No candidate agreed to bring a challenge, and the idea of widespread vote manipulation remained on the political fringe — until 2020, when Ramsland’s assertions were seized upon by influential allies of Trump. The president himself accelerated the spread of those claims into the GOP mainstream as he latched onto an array of baseless ideas to explain his loss in November.
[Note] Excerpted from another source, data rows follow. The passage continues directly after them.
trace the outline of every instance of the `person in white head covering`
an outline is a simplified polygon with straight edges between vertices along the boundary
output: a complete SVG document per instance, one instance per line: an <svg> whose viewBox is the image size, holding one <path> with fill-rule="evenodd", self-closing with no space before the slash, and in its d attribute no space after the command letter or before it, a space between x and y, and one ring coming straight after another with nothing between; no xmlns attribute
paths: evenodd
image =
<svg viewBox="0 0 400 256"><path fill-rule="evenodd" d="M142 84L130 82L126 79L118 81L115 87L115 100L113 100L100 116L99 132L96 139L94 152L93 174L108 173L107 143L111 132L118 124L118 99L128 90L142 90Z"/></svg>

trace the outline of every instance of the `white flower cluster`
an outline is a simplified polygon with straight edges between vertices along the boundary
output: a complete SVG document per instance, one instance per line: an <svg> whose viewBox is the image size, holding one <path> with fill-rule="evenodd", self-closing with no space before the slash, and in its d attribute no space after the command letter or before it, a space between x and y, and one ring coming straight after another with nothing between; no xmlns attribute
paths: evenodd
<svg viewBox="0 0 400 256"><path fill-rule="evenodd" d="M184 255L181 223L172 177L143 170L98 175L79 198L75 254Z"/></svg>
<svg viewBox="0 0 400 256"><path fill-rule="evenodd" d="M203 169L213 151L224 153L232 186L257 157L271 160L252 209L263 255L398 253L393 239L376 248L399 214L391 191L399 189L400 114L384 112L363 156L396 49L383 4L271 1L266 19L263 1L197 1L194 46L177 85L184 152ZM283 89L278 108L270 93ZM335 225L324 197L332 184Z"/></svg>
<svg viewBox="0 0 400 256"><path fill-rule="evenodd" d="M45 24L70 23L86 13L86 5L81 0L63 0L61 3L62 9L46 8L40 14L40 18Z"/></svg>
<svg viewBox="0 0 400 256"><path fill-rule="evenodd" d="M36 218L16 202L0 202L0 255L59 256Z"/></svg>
The enduring myth that the 2020 election was rigged was not one claim by one person. It was many claims stacked one atop the other, repeated by a phalanx of Trump allies. This is the previously unreported origin story of a core set of those claims, ideas that were advanced not by renowned experts or by insiders who had knowledge of flawed voting systems but by Ramsland and fellow conservative activists as they pushed a fledgling company, Allied Security Operations Group, into a quixotic attempt to find evidence of widespread fraud where none existed.